General characteristics
- Tons burthen: 272 (carpenter's measurement), or 281 (bm)
- Propulsion: Sail
- Sail plan: Ship-rigged
- Complement: 40,
- Armament: 8 × 12 + 2 × 42-pounder carronades
- Notes: Teak built.

= Belle (1802 ship) =

India–built UK merchant ship 1802–1805

Belle (or Belle Packet, or Bell) was a brig constructed at Calcutta in 1802. Gilmore and Wilson built her at a cost of Sicca Rupees 50,000. There is a little ambiguity about her purpose. One source states that she was built for the British East India Company (EIC) as a fast-sailing dispatch vessel. The EIC may have used her for that purpose in 1804, but a contemporary account gives her another purpose. The Asiatic Annual Register reported for January 1803 that Gilmore and Wilson had launched "a remarkably beautiful vessel of 272 tons...named the Belle". She was "built purposely for the Bussorah trade, for Samuel Manesty, esq. resident at that place" and her master was to be Alexander Foggo. (Note: Manesty was the British Resident at Basra from 1784 to 1812.)

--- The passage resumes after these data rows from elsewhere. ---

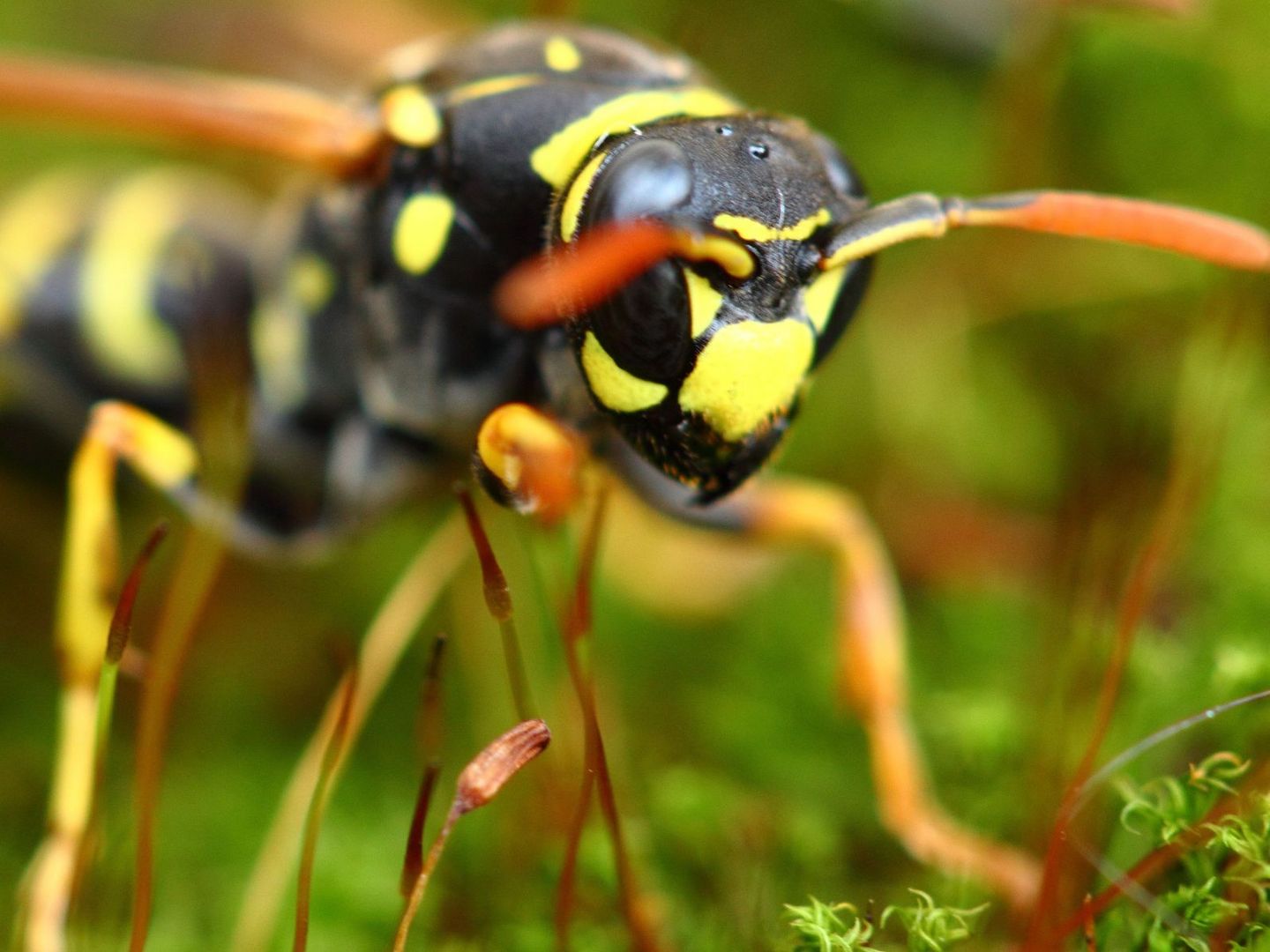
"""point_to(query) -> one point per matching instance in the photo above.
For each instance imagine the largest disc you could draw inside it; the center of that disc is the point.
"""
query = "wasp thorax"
(698, 363)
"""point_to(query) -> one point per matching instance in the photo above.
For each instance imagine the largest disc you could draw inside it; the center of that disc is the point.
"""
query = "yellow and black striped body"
(376, 348)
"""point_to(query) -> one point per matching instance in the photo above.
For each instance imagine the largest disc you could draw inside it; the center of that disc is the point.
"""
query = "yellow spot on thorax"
(280, 346)
(747, 374)
(121, 325)
(492, 86)
(310, 282)
(571, 210)
(410, 117)
(34, 227)
(557, 159)
(562, 55)
(820, 294)
(755, 230)
(614, 387)
(422, 230)
(704, 301)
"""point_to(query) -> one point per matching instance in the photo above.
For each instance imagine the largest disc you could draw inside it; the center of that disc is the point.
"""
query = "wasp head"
(701, 361)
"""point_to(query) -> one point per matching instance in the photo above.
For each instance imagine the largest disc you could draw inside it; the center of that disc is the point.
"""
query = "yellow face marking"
(571, 211)
(557, 159)
(727, 253)
(755, 230)
(612, 386)
(492, 86)
(422, 230)
(820, 296)
(34, 227)
(704, 301)
(562, 55)
(410, 117)
(747, 374)
(121, 326)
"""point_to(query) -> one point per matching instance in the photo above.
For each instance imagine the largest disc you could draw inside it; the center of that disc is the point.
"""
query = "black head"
(701, 363)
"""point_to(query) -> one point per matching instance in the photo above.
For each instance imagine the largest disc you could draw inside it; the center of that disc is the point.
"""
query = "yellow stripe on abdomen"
(122, 329)
(36, 227)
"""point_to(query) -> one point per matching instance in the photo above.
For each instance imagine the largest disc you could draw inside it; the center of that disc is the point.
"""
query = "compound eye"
(648, 178)
(644, 326)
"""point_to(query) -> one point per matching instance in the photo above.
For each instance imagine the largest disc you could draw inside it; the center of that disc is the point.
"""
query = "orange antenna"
(258, 115)
(1203, 235)
(564, 280)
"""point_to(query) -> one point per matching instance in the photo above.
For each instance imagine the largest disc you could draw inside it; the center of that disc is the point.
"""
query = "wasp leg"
(86, 605)
(874, 674)
(528, 461)
(870, 639)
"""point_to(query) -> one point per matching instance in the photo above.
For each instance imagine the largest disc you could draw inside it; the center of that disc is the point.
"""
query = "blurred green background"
(1007, 407)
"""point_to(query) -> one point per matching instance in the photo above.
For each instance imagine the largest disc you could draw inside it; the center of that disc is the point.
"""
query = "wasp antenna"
(562, 282)
(1201, 235)
(565, 280)
(272, 118)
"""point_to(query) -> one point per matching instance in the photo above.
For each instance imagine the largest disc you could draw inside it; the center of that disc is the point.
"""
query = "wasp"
(546, 245)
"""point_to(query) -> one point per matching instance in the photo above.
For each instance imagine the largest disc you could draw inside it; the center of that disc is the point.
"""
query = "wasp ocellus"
(544, 247)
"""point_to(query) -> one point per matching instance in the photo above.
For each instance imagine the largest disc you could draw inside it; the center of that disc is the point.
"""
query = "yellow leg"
(86, 603)
(870, 632)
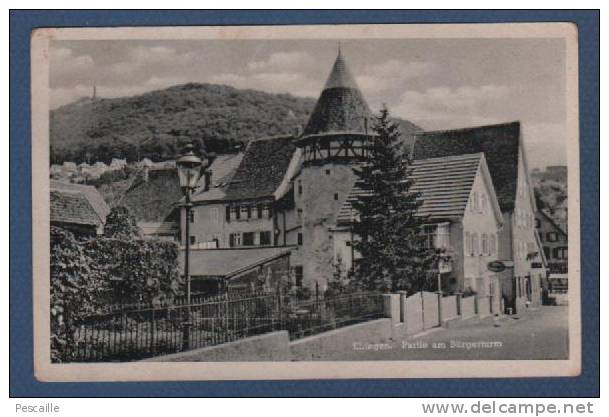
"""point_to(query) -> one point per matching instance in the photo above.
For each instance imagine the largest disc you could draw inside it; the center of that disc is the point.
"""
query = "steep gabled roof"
(223, 169)
(549, 219)
(228, 263)
(72, 207)
(341, 107)
(445, 185)
(93, 196)
(262, 169)
(500, 144)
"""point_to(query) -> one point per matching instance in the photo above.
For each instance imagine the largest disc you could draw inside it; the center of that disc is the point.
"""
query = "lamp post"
(189, 170)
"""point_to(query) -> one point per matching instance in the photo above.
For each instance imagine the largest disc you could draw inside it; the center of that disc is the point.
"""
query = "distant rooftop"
(341, 106)
(444, 183)
(500, 144)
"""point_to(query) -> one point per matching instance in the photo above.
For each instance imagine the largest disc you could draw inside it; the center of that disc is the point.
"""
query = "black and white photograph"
(306, 202)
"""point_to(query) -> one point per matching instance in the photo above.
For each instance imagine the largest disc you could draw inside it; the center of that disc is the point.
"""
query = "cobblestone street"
(537, 334)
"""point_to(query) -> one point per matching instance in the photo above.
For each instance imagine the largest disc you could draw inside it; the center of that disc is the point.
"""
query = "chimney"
(207, 180)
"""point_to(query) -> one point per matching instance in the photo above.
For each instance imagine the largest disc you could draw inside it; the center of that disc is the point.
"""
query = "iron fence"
(139, 332)
(306, 318)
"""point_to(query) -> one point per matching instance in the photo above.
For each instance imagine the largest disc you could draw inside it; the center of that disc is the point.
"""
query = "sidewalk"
(541, 334)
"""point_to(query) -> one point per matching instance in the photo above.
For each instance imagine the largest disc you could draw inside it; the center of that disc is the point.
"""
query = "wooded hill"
(155, 125)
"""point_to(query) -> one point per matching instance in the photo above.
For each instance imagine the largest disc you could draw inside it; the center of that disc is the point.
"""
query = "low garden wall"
(336, 342)
(266, 347)
(450, 309)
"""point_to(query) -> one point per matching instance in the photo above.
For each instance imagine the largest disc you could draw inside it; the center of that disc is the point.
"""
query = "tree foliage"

Captain Alexander Foggo (or Fogo, or Fogge) sailed her from Calcutta on 29 November 1804 for London. She was at Kedgeree on 1 April 1805. She reached Saint Helena on 28 June and arrived at Long Reach on 17 August.

Captain Alexander Fogge acquired a letter of marque on 4 September 1805. The Register of Shipping for 1805 shows A. Fogge as master and owner, and her trade as
London–India.

In October 1806 the French Navy's Rochefort squadron captured the "Belle Packet, from London to Bengal", in the Bay of Biscay and took her into La Rochelle. (Note: Belle was on her way to the Mediterranean so that her dispatches could be carried overland to Basra.) She was 10 days out of Portsmouth when the French captured her around the end of October. She had been carrying EIC dispatches and private mail. Foggo apparently succeeded in destroying the dispatches as the correspondence that the French papers published was only of a private nature. (Other accounts give a date of January 1806 for the capture.) The Register of Shipping for 1806 has the notation "captured" by Belles entry.

==Postscripts==
In March 1806, Foggo married a Miss Stewart, aged 17, who had been a passenger on Belle when the French captured Belle and carried her into La Rochelle. Miss Stewart was probably Miss Margaret Stuart.

In addition to Miss Stewart, Belle had been carrying to Calcutta eight Anglo-Indian women as passengers. The appropriate assistance from the French State for them generated some discussion. They ranged in age from 24 to 50, three were Catholic and five were Hindu, they were indigent, and they were "coloured women" "devoid of any attachment to a master".